This transparency is crucial for preserving the integrity of human-to-human relationships, even when mediated by AI. If a user thinks they’re talking to a human and then discovers it was a bot, it can feel like a betrayal, eroding trust.

4. Regularly Audit and Retrain AI Proxies

AI models are not static. They learn, they evolve, and sometimes, they drift. If an AI is acting as your proxy, you need to regularly audit its performance against your intended goals and values. Is it still representing you (or your organization) effectively? Is it making decisions that align with your ethical framework?

This means more than just looking at accuracy metrics. It means qualitative review: reading its generated content, observing its interactions, and soliciting feedback from those who interact with it. Just as you’d review an employee’s performance, you need to review your AI proxy’s performance.

The Future of Agency in an AI-Proxied World

The distinction between AI as a tool and AI as a proxy is going to become increasingly important as these systems become more capable and ubiquitous. If we don’t consciously make this distinction, we risk unconsciously delegating our agency in ways we might later regret.

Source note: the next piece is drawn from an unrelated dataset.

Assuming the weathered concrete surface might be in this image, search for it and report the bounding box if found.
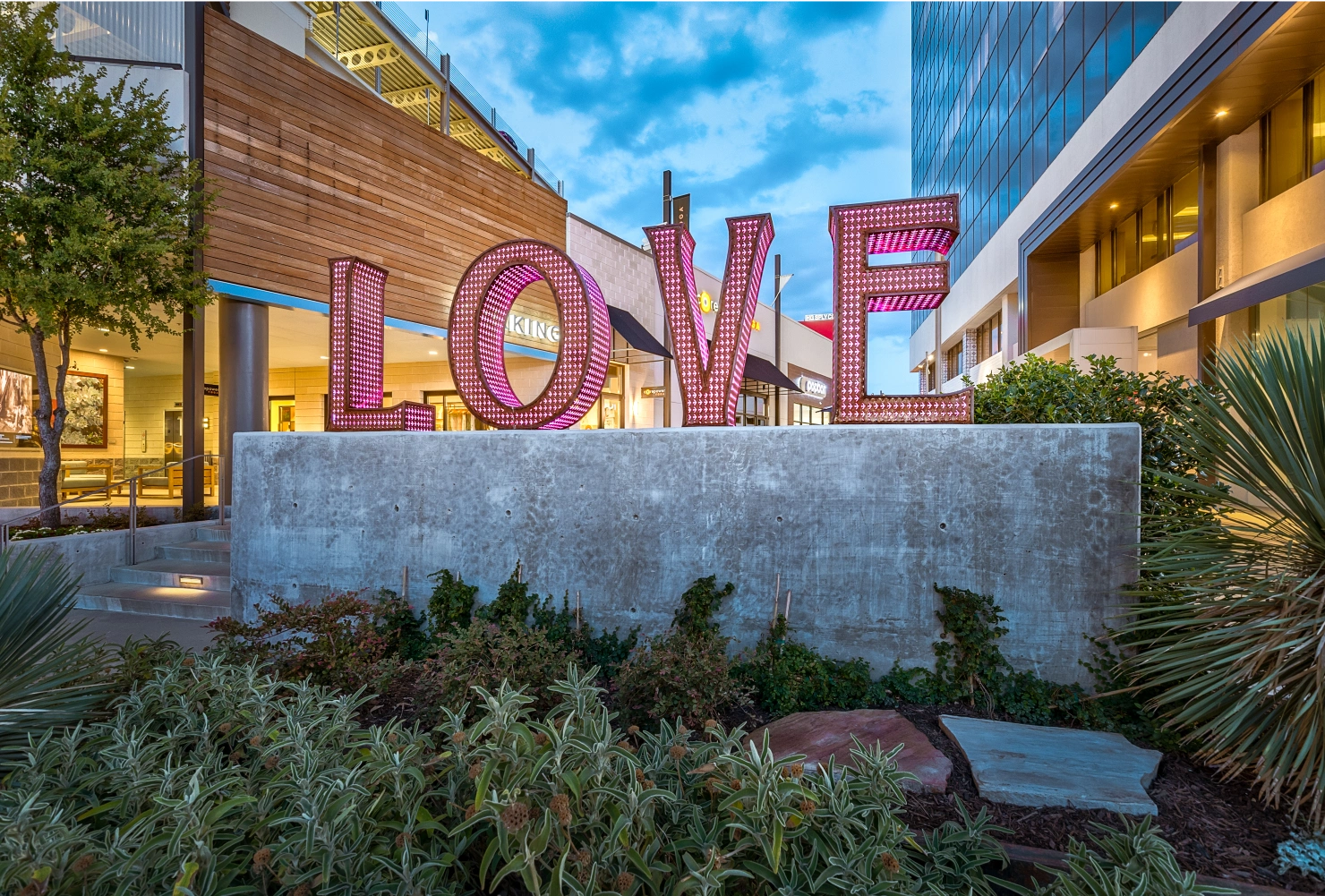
[750,709,953,794]
[938,716,1162,815]
[231,422,1141,681]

It’s not about fear-mongering or rejecting AI. Far from it. It’s about being intentional. It’s about understanding the philosophical underpinnings of agency and responsibility and applying them rigorously to the digital agents we create and interact with.

As agents ourselves, we have a responsibility to understand the tools we wield and the proxies we deploy. This isn’t just about efficiency; it’s about preserving our humanity, our autonomy, and our accountability in a world that’s changing faster than most of us can keep up with.

Actionable Takeaways:

  • For Developers & Builders: Before deploying any AI, ask yourself: Is this AI merely a tool, or is it acting as a proxy for a human agent? If it’s a proxy, clearly define its scope of agency, build in robust human-in-the-loop mechanisms, and ensure transparency for end-users.
  • For Users & Consumers: Be aware when you’re interacting with an AI proxy. Don’t assume you’re talking to a human unless explicitly stated. Look for cues and, if in doubt, ask for human intervention. Demand transparency from the systems you interact with.
  • For Organizations: Establish clear policies for AI proxy deployment. Who is ultimately responsible when an AI proxy makes a mistake? How will you audit its behavior and ensure it aligns with your company’s values and ethical guidelines? Don’t let the pursuit of efficiency overshadow the need for accountability.
  • For Everyone: Engage in the conversation. Understand the implications of delegating agency to non-human systems. Our collective future depends on how thoughtfully we approach this evolving relationship.

That’s all for today. Let me know your thoughts in the comments below. Have you encountered AI proxies in your daily life? How did you feel about it? Let’s keep this discussion going.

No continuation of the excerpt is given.